羊曼摇头失笑,警惕心挺高的,什么都不说。
于是他转移了话题,问道:“梁公任大将军、录尚书事,你可知道?”
垣喜看了他一眼,道:“我虽不识字,但亦有所耳闻。”
“南阳国中如何评说此事?”
“南阳每安置一户流民,皆对其言,此乃陈公恩授之地。”垣喜说道:“故人人振奋,个个喜悦。
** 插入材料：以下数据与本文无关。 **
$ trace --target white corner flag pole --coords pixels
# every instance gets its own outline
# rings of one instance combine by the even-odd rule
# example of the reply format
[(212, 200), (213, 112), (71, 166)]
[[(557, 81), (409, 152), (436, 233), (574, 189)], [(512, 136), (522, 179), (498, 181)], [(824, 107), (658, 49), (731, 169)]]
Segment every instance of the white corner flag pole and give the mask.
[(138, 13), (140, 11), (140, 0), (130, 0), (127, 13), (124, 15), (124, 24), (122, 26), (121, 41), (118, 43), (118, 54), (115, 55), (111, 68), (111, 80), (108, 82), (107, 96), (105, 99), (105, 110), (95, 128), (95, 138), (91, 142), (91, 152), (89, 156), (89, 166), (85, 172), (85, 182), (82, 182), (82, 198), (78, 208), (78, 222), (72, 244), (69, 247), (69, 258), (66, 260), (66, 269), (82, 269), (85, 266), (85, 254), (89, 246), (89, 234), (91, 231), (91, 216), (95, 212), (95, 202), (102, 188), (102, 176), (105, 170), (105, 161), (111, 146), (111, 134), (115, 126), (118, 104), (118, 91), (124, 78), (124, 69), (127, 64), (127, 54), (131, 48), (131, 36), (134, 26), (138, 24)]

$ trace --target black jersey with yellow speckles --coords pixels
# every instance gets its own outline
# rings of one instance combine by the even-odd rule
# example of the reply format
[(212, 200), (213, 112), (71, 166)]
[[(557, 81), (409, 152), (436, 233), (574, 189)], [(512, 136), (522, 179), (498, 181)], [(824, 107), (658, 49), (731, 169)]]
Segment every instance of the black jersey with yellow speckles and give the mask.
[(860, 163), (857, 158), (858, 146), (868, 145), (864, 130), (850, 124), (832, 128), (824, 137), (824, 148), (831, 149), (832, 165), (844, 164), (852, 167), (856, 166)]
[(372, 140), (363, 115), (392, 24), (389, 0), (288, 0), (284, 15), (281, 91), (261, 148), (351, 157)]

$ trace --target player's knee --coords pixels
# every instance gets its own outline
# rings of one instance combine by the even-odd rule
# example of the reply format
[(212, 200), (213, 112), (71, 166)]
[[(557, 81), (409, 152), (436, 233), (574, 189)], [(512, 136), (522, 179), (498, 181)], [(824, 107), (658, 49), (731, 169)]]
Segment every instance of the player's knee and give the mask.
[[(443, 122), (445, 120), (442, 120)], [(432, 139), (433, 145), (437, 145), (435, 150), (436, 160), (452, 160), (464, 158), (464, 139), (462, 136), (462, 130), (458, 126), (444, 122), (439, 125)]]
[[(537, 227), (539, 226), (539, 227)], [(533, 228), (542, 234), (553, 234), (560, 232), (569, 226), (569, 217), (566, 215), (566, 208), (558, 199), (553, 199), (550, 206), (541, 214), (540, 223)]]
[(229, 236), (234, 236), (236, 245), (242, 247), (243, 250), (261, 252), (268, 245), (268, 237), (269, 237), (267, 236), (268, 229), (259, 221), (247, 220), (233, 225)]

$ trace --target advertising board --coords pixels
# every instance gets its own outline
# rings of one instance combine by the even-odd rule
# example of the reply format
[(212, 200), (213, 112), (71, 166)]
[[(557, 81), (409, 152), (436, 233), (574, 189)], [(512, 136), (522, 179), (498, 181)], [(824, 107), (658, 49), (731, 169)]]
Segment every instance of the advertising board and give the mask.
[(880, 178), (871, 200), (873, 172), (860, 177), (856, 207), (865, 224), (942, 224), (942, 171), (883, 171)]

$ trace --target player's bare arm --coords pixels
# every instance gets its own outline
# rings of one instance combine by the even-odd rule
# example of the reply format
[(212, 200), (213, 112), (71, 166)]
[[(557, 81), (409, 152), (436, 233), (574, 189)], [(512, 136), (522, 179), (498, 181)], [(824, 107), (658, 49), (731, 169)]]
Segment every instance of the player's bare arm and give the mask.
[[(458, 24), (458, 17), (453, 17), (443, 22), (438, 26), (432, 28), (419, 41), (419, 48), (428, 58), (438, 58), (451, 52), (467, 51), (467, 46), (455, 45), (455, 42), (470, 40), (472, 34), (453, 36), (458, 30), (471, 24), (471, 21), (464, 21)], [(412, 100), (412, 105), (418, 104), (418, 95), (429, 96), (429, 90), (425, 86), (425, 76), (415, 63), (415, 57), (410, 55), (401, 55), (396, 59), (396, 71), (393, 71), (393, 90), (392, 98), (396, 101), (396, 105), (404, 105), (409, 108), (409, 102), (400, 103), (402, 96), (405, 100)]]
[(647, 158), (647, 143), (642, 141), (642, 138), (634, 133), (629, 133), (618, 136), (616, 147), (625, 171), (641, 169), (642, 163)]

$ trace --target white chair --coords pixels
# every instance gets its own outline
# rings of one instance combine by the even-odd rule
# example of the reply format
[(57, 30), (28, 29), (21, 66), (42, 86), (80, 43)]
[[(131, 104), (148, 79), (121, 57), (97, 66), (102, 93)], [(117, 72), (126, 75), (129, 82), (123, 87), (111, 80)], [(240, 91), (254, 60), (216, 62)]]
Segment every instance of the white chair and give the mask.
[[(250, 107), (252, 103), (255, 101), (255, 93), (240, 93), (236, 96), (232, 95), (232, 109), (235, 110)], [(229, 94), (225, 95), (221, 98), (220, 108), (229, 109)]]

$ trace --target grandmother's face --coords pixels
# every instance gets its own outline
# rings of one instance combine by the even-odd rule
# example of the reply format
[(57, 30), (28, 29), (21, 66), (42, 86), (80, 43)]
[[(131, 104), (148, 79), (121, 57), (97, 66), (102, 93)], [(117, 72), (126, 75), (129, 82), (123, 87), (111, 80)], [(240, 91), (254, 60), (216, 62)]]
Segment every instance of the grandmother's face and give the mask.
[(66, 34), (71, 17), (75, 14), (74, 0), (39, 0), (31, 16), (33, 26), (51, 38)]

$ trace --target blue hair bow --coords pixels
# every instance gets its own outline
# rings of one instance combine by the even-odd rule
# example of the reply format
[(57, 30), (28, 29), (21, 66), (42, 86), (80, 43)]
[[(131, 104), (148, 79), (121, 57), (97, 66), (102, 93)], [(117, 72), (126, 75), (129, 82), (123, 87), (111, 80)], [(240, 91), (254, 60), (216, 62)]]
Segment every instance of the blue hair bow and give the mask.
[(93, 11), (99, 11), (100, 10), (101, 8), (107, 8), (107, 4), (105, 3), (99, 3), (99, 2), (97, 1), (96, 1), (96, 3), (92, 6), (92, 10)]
”
羊曼点了点头,道:“昔年涉县之战数千兵,皆已落籍浚仪、开封,搬取家人之时,人皆称羡。南阳这般情形,确实稳如泰山。梁公声威远播,其势成矣。”
垣喜听了有些高兴。
他是南阳中尉,手下的主要军官都出身梁公亲兵,可谓一荣俱荣,一损俱损。梁公往上走,他们也能分润些好处——南阳国总是要罢废的,届时都会有安排。
“垣将军,我看见一只兔子,你来打一下,我要吃。”符宝一溜小跑冲了过来,大声道。
垣喜的脸上难得露出了笑意,不过职责在身,并没有行动。
羊曼看着这个精力十足的小女孩,也喜爱有加,道:“听闻梁公养了只金雕,最擅长捕兔了。”
“啊?是吗?”符宝瞪着大眼睛,问道:“是从天而降捕兔吗?”
“是的。”
“我要吃!”符宝跳了起来,大声道。
“那得等金雕捕到才行。”
“我要吃金雕。”符宝纠正道。
羊曼哑然。
刘小禾走了过来,将女儿搂在怀中,悄悄说了几句。
符宝不依,扭来扭去,想逃走。
刘氏下意识抱紧了女儿,似乎害怕失去她一般。
羊曼叹息一声,起身离去,观看着驿站附近的一草一木。
时值夏日,农人锄完田中杂草之后,仔仔细细看着节节长高的春小麦。
河对岸有个富裕人家,主人与宾客在门前谈笑,声音传出去老远。
再远处,坞堡大门洞开,关西流民们正在开挖水渠,为将来的生计做打算。
梁公加官进爵的消息已经昭告天下,但在洛南、荆北地区几乎没掀起什么波浪。纵有,也是支持赞成的声音。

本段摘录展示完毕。